Basically, ignore all of that. We will not have a useful picture of the minutae of the fighting for at least several days (really? Russia will own Georgian airspace just like that?), until some good correspondents get on the scene and we’re not left hearing only what the various foreign ministries say. If you can read Russian or Georgian, there are many blogs posting pictures and personal accounts that can provide much better data (Yerevan-based reporter Onnik Krikorian is a notable exception and his collections of local blogger-journalism are absolutely necessary reading). Far more interesting than the minutae of the tactical aspects of this fight, at least to me, is the political aspect. Blake Hounshell did an admirable job of rounding up some of these, including the very salient point that Russia has refused a cease-fire.
But even that is just conventional wisdom. Who cares? It’s called conventional wisdom because everyone already knows it. Finding something new or interesting about this conflict is tough, and the blogosphere is being more hurtful than helpful in offering anything of value. There is very little attention being paid, for example, to Russia’s diplomatic moves, which seem curiously centered in Brussels, and not Tskhinvali, Tblisi, or Moscow. Why Brussels? This escalation happened right before Georgia was scheduled for its ascension into NATO, and Russian would love nothing more than to scuttle Georgia’s chances. Pretending that the South Ossetian shadow government makes any of its own decision is about as useful as pretending the shadow government in Abkhazia does. They got violent because Moscow told them to, and it has been that way for a good fifteen years now (the Abkhaz government is a bit more autonomous, but they remain fatally reliant on Russian support).

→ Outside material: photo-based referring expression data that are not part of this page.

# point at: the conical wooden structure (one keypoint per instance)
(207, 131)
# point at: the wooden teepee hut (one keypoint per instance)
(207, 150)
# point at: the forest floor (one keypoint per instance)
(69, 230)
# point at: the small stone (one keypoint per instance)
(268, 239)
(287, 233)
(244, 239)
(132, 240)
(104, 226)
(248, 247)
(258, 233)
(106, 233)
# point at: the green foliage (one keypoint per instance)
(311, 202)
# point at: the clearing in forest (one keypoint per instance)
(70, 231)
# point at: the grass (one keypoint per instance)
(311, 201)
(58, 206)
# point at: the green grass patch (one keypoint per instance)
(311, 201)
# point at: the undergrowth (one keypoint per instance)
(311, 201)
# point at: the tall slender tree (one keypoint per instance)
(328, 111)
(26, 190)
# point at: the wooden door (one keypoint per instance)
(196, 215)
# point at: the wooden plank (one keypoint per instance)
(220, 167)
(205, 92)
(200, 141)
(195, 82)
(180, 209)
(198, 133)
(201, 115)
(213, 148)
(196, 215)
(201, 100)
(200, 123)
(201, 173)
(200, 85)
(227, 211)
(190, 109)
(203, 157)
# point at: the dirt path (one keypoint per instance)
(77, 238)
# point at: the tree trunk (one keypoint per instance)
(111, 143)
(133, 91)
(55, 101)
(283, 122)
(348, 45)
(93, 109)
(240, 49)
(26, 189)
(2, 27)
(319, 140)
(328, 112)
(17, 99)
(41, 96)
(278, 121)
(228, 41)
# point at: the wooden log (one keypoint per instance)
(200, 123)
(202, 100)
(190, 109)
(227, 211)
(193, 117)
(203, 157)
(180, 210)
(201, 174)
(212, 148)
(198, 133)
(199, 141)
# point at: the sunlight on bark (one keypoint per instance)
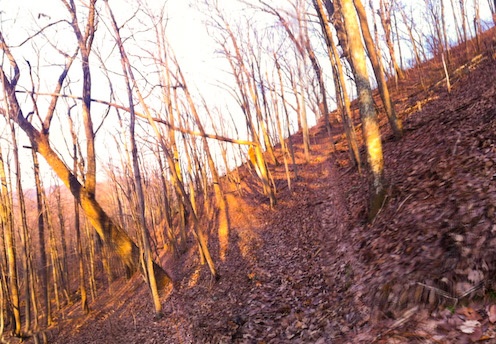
(374, 146)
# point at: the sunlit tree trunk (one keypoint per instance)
(24, 235)
(394, 121)
(342, 98)
(44, 274)
(385, 8)
(492, 8)
(371, 133)
(138, 186)
(10, 248)
(111, 234)
(77, 224)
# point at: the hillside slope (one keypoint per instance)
(314, 271)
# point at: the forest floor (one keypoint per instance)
(313, 270)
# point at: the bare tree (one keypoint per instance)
(371, 133)
(110, 233)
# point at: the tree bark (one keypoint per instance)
(394, 121)
(371, 133)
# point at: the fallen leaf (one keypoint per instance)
(492, 313)
(469, 326)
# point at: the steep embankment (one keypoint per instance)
(313, 271)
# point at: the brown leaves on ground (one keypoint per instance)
(313, 270)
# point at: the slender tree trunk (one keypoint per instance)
(371, 133)
(342, 98)
(394, 121)
(385, 8)
(26, 254)
(44, 275)
(10, 248)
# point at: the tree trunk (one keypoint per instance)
(342, 98)
(371, 133)
(394, 121)
(9, 242)
(385, 16)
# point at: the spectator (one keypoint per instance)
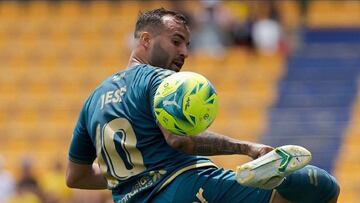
(27, 187)
(7, 183)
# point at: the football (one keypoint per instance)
(185, 103)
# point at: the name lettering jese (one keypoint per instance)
(112, 96)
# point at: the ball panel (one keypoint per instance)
(186, 103)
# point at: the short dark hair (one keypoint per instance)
(152, 20)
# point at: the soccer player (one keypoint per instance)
(117, 143)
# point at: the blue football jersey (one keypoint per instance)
(117, 126)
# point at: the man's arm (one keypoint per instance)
(210, 143)
(83, 176)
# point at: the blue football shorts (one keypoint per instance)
(210, 185)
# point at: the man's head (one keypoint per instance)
(163, 37)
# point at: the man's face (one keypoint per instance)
(170, 47)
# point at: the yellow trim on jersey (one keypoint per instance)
(177, 173)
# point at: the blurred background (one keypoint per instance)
(287, 72)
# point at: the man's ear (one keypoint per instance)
(144, 39)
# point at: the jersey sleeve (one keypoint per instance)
(82, 150)
(156, 79)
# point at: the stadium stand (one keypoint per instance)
(54, 53)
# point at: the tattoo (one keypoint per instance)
(209, 143)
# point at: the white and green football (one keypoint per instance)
(185, 103)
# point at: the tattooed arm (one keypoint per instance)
(210, 143)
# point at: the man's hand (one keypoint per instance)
(256, 150)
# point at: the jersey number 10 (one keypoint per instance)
(116, 150)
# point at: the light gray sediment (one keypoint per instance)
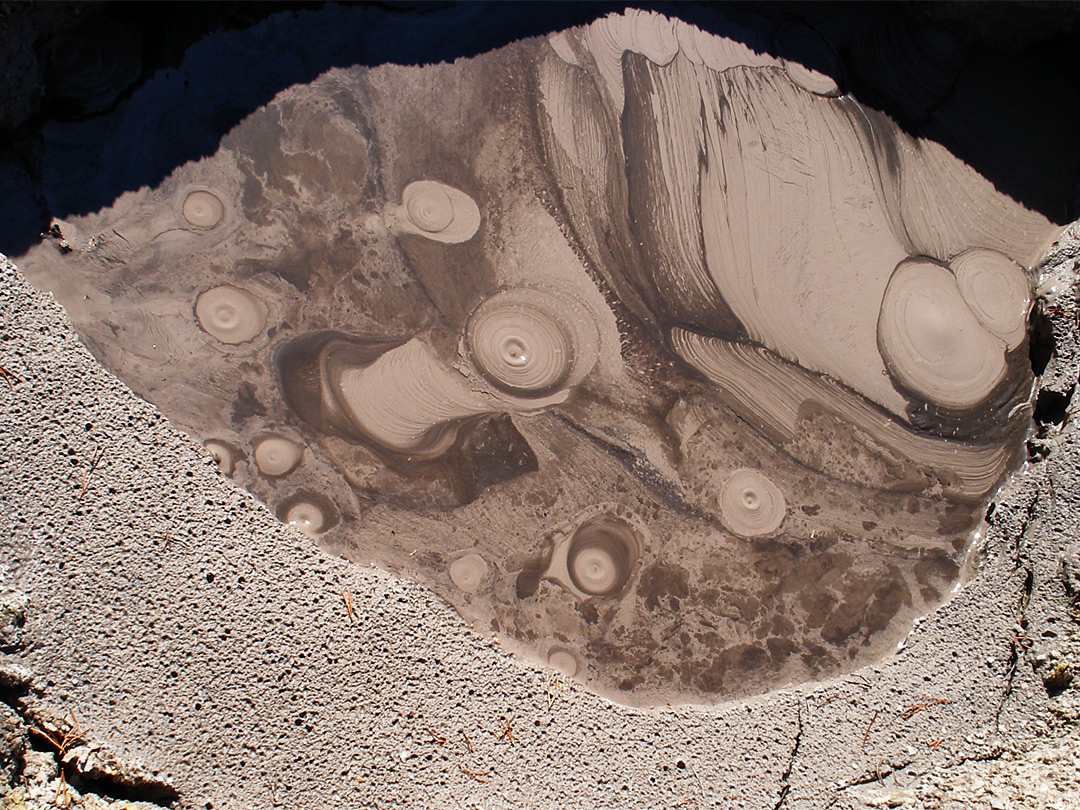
(190, 631)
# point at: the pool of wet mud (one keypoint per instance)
(686, 361)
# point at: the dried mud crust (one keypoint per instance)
(181, 622)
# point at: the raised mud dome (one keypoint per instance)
(684, 361)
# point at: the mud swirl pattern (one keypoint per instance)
(530, 342)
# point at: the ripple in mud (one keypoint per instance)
(645, 348)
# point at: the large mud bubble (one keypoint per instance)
(651, 350)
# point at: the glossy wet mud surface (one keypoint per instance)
(651, 350)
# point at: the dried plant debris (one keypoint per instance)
(647, 348)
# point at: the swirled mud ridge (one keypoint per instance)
(653, 350)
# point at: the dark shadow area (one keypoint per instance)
(899, 58)
(1051, 407)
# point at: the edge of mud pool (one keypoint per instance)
(208, 657)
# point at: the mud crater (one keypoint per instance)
(650, 349)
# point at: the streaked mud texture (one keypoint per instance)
(653, 351)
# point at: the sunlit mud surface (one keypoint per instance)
(651, 350)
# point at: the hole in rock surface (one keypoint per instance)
(686, 359)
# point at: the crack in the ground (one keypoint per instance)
(791, 763)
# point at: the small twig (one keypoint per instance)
(916, 707)
(508, 730)
(62, 787)
(869, 726)
(85, 476)
(555, 686)
(478, 775)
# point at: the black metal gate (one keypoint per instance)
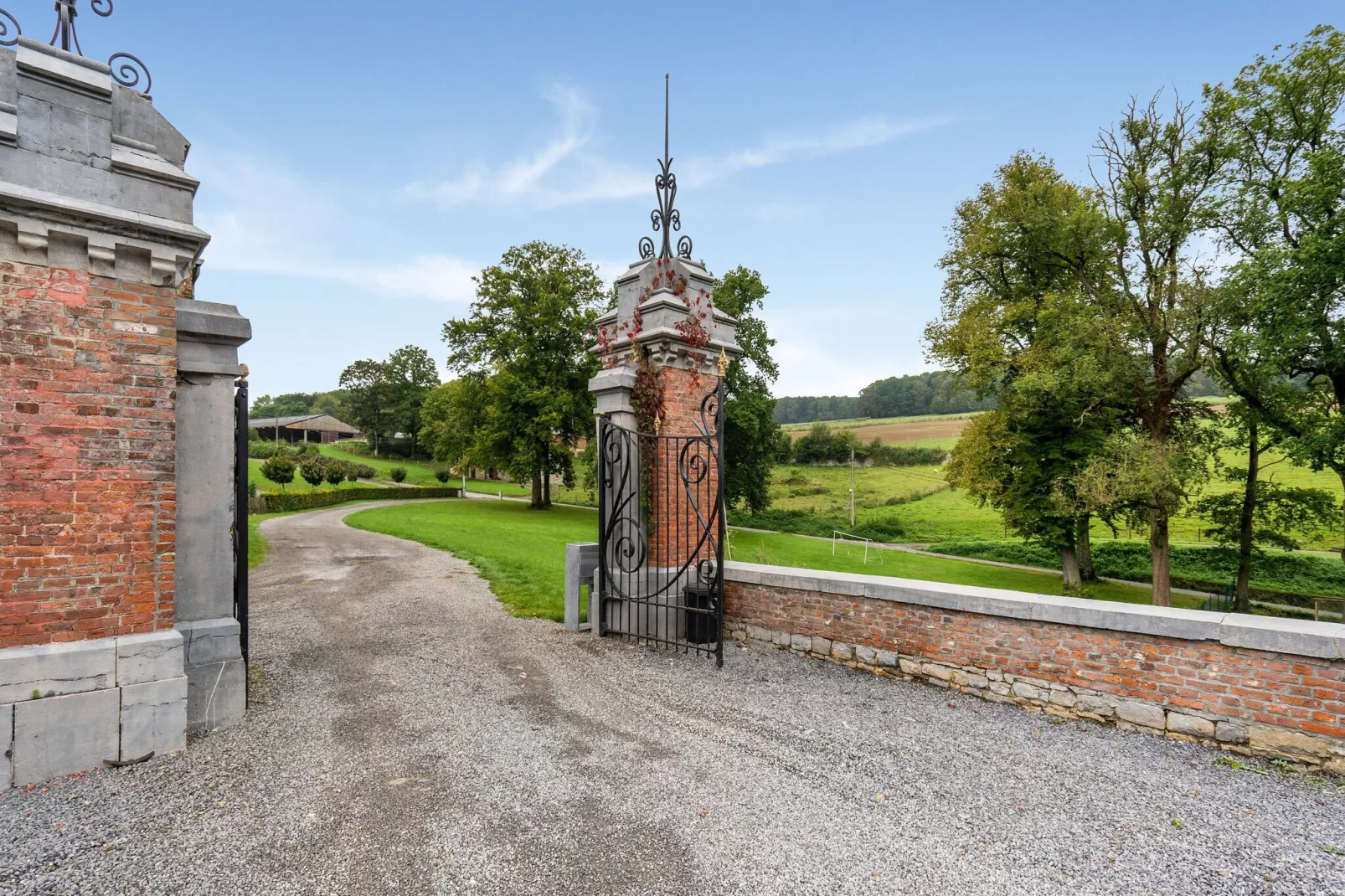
(661, 533)
(241, 512)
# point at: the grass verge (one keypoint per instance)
(521, 552)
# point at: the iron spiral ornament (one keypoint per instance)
(129, 70)
(666, 219)
(10, 30)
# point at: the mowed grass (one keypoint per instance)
(521, 552)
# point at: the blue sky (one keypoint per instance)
(362, 160)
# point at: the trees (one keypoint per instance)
(1018, 326)
(750, 432)
(290, 405)
(451, 420)
(1157, 188)
(1260, 512)
(280, 470)
(410, 376)
(526, 338)
(1283, 214)
(368, 399)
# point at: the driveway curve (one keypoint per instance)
(410, 738)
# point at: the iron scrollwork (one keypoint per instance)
(8, 24)
(128, 73)
(666, 219)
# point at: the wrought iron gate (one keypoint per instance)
(241, 512)
(662, 532)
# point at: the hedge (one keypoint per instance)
(273, 503)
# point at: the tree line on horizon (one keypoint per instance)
(1211, 239)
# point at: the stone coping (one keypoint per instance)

This is one example. There are some others, such as Novaya Gazeta columnist Yulia Latynina’s excellent analysis of how this will play within Russia’s siloviki, that get lost in the noise (this is Anna Politkovsaya’s paper, by the way). What a tragedy—the real advantage the blogosphere is supposed to be its superior information collection and analysis skills; instead, all we have so far is a big echo chamber of the same three ideas about the so-called “frozen conflicts” that have been circling the drain for the last decade. It is increasingly clear the community of blogs cares not a whit for expertise or experience, when you see war blogs like the Small Wars Journal linking to a blog reminding us that this is “still a holdover from the breakup of the Soviet Union,” to the Instapundit linking to renown Georgia expert Tigerhawk. Seriously? The same blogs, all the time, for all topics? That’s remarkably MSM-style behavior.
Honestly, blogosphere: you can do a helluva lot better. At least, so I thought.

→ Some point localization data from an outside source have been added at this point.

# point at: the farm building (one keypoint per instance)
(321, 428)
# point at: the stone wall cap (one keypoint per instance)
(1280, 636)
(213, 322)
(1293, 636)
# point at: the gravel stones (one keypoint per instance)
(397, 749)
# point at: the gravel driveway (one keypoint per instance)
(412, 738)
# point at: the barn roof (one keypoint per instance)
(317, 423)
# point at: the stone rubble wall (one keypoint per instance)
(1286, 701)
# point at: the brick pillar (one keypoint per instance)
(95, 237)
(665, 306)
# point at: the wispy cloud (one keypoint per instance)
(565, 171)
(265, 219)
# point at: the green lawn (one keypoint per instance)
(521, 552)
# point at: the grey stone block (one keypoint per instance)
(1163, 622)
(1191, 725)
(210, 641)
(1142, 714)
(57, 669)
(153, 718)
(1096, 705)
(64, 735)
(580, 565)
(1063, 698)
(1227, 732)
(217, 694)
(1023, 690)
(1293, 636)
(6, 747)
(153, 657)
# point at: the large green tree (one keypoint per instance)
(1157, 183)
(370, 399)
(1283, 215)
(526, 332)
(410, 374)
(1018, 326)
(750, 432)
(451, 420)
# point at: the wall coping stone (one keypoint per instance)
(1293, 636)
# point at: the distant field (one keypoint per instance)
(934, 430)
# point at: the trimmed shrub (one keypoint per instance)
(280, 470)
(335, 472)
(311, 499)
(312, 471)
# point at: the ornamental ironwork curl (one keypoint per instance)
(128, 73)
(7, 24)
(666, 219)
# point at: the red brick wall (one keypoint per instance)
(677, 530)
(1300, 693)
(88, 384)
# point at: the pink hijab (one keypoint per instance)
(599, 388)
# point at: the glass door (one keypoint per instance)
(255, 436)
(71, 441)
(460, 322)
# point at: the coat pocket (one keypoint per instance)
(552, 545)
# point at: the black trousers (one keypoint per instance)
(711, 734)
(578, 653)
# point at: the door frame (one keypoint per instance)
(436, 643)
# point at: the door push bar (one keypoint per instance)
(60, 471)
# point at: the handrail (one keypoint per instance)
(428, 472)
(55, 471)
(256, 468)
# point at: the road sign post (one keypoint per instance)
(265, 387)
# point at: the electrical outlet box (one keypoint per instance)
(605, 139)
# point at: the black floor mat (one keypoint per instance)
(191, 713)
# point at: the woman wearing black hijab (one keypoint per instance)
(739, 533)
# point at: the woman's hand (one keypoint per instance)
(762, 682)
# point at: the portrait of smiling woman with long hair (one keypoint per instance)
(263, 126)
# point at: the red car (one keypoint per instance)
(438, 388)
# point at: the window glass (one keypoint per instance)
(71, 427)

Update: For shits and giggles, dig our dear friend Ralph Peters in such moral agony he can barely move his fingers to type of the brave and embattled democratic-pacifist Georgian patriots being ground beneath the merciless tanks of an Imperial Russia desperate for her former glorious Empire. If prisoners at Guantanamo Bay were tortured like Ralph Peters tortures his writing, there would have already been trials for war crimes.
Update 2: Steve LeVine, who used to live in Tblisi and covered the 1993 conflict in Abkhazia, injects some much-needed sobriety into the discussion of the conflict.